Raven’s Book Of The Year : JOHN VERCHER- THREE-FIFTHS
“The reader is taken on a poignant and disturbing ride through the ills of urban America and the racial tension that has always blighted America and led to continuing division and disparity…Few books move me to tears, but there was a definite’ oh there’s something in my eye’ moment at the close of this. Three-Fifths is astonishing, important, hugely poignant and very highly recommended.”
Like other bloggers, I’m sure it’s always tricky to narrow down your Top 10 of the Year to a Top 10, so would like to include these as books that oh so nearly made the list, and definitely ones that you should seek out.
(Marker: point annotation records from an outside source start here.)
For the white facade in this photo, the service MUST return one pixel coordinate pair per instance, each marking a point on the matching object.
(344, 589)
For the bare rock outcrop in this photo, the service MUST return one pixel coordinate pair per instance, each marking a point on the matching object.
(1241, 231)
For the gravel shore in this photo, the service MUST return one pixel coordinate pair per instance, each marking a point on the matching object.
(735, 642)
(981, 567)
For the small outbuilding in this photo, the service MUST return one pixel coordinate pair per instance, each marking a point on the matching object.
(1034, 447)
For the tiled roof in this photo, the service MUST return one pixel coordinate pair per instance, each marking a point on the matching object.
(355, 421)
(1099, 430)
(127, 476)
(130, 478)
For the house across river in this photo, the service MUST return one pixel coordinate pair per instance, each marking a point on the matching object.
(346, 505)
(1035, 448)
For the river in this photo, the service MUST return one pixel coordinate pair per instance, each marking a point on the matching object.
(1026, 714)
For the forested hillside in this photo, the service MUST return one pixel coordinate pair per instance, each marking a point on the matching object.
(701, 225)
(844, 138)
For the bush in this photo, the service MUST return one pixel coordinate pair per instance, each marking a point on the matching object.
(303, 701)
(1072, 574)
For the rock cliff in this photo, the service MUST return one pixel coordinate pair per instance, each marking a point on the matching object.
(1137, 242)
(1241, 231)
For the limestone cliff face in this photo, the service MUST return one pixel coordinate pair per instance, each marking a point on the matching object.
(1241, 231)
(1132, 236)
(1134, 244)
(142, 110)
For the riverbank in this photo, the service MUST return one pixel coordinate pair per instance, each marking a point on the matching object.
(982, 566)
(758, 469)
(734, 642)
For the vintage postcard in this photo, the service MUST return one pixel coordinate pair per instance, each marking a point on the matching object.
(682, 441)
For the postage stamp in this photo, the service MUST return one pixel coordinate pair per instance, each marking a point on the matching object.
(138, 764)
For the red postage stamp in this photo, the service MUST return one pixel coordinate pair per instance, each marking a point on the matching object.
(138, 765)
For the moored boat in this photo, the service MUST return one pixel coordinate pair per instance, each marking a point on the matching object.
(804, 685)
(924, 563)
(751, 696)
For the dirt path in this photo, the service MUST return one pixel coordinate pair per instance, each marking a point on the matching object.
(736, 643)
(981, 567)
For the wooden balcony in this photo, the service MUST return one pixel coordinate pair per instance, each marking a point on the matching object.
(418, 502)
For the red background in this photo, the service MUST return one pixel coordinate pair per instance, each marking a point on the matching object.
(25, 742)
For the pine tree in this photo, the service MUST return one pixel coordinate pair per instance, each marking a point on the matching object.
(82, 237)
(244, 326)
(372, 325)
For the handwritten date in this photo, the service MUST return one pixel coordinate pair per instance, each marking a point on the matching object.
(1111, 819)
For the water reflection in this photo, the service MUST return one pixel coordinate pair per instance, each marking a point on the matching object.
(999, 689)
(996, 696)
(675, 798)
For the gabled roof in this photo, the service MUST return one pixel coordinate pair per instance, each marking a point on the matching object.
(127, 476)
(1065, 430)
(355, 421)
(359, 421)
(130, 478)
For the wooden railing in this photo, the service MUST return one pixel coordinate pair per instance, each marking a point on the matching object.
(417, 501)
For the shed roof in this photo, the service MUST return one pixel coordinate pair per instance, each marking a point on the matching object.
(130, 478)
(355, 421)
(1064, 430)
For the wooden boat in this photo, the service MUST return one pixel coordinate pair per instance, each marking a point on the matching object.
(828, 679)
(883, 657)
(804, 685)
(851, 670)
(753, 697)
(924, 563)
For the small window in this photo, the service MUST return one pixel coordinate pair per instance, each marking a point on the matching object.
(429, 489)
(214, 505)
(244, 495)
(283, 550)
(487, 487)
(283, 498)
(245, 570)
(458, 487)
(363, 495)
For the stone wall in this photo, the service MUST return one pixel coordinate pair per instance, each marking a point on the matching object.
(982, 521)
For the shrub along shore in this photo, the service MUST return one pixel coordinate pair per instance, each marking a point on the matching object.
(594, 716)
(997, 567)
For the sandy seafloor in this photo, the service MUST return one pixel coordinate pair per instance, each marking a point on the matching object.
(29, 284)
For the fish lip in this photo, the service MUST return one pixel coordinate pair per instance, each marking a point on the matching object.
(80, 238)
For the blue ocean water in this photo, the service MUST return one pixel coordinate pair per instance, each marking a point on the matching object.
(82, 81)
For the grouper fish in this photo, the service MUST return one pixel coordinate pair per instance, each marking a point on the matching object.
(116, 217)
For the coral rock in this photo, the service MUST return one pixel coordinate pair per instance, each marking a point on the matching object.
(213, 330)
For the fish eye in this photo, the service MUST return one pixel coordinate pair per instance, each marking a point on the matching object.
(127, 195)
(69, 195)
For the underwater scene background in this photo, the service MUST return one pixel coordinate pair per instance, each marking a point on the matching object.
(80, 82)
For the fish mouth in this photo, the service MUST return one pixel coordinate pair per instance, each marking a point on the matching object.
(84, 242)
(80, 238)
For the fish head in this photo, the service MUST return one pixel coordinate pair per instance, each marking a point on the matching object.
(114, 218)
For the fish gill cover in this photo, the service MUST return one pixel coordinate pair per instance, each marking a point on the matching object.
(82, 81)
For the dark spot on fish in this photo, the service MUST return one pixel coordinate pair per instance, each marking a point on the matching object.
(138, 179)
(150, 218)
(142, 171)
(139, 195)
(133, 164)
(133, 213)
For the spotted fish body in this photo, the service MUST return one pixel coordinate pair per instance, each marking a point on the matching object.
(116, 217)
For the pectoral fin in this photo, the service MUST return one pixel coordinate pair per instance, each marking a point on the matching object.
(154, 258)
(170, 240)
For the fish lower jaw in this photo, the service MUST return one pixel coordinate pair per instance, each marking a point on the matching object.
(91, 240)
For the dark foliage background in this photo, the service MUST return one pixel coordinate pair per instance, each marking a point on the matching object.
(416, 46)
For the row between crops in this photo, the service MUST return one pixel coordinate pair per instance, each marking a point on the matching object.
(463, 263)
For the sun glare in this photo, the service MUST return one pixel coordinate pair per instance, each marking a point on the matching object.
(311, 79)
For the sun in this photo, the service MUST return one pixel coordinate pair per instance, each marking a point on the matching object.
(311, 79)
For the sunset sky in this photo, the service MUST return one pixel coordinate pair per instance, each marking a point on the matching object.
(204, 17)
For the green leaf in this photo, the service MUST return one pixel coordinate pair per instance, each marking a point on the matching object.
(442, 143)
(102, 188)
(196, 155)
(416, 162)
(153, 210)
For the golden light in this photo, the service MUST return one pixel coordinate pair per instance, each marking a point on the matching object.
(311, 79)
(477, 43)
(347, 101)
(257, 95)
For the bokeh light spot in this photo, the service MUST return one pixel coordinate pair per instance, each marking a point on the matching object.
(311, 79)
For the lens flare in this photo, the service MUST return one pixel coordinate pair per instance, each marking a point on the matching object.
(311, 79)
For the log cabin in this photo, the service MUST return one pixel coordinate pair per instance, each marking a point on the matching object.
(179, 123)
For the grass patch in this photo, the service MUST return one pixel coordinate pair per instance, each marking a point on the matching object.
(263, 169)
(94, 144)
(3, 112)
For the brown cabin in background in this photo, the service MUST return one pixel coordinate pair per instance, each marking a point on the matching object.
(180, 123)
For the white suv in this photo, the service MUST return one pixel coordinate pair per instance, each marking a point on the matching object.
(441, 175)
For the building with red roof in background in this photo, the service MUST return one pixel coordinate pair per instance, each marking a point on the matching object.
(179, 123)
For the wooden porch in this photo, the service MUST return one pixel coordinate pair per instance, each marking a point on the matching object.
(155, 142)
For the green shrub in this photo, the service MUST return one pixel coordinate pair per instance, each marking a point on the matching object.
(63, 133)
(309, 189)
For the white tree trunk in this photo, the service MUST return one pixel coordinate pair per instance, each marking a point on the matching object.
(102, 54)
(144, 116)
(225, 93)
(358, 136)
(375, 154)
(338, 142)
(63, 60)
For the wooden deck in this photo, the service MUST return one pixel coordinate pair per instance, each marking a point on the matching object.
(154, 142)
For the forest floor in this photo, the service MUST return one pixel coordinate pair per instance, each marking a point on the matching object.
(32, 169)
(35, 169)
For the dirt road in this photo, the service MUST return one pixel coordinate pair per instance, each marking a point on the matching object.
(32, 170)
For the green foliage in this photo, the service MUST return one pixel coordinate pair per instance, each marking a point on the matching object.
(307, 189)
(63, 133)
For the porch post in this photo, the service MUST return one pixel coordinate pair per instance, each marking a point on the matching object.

So in no particular order they are… Amy Engel- The Familiar Dark, Russell Day- King Of The Crows, Iain Maitland- The Scribbler, Gabriel Bergmoser- The Hunted, Lesley Kelly- The Health Of Strangers,Rod Reynolds- Blood Red City Enjoy!
I hope you’ve also discovered some amazing books, from debut authors, established authors or just something different that has challenged, moved or entertained you. See you on the other side everyone, and fingers crossed that next year gives itself a good shake and is a better one for us all!